11.09.2000 Das Wunder von St. Pauli, Teil III
4:0 gegen die Stuttgarter Kickers. Langsam, aber sicher wird es auch mir unheimlich. Im DSF ist von den besten Spielzügen des FC St. Pauli seit dreißig Jahren die Rede, was zahlenmäßig leicht übertrieben sein mag, aber das blanke Erstaunen am Millerntor durchaus treffend wiedergibt. Es fällt immer noch schwer, das Gesehene zu glauben, obwohl es nun schon der dritte Torrausch innerhalb weniger Wochen ist.

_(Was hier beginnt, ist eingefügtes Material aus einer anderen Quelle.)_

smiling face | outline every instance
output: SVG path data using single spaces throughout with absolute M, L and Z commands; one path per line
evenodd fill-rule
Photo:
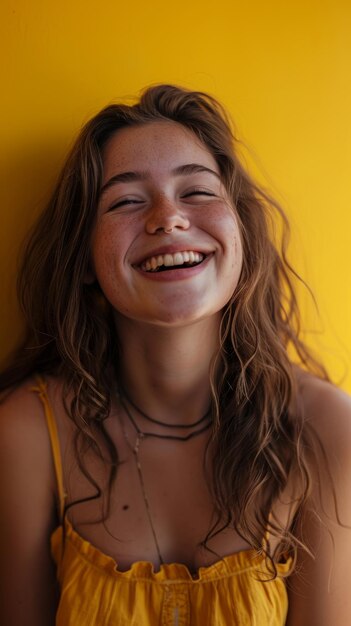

Und dabei hätte mir ja ein Sieg mit einem Tor Unterschied schon gereicht. Hauptsache gewinnen - zumal es nicht gegen irgendjemanden ging, sondern eben gegen jene Stuttgarter Kickers, die uns anno 1991 in der Relegation aus der Ersten Liga beförderten und auch in der letzten Saison bis zur letzten Minute am letzten Spieltag wie der Sieger gegen uns im Kampf um den Klassenerhalt - diesmal eine Etage tiefer und im Fernduell - aussahen, bis dann jenes legendäre Tor durch einen ehemaligen Angestellten der Stuttgarter, Herrn Marcus Marin fiel, welches die Kickers zum sportlichen Absteiger machte, was lediglich aufgrund des wenige Tage später verhängten Lizenzentzuges für TeBe Berlin nicht exekutiv in Form einer entsprechenden Spielklasseneinordnung abgewickelt wurde. Man könnte also, wenn man wollte, die Kickers als eine Art moralischen Absteiger betrachten. Zumal sie dann auch noch die Dreistigkeit besaßen, am ersten Spieltag der neuen, ihnen in Form eines bezüglich seiner Rechtfertigung doch höchst fragwürdigen Geschenkes dargebrachten Zweitliga-Saison mit 1:0 gegen Rot-Weiß Oberhausen zu gewinnen, jenen Klub also, der ihnen beinahe - wenn denn eben jenes besagte Tor nicht gefallen wäre - den sportlichen Klassenerhalt beschert hätte, ja, sogar trotz dieses Tores alle Voraussetzungen dafür geschaffen hatte, da die Stuttgarter ja lediglich gegen den im fortgeschrittenen Stadium der Selbstauflösung befindlichen und an einem Mitabstieg der Kickers sowie dem damit verbundenen Anwachsen der Anzahl von Konkurrenten beim Kampf um den Aufstieg in der anstehenden Saison der Regionalliga Süd allenfalls bedingt interessiert gewesen sein könnenden Karlsruher SC hätten gewinnen müssen, um sich die zweifelhafte Ehre der Rettung aufgrund sportfremder, sich jeglicher eigener Einflußnahme entziehender Vorgänge vom Leibe zu halten und selbige statt dessen Richtung St. Pauli weiterzureichen.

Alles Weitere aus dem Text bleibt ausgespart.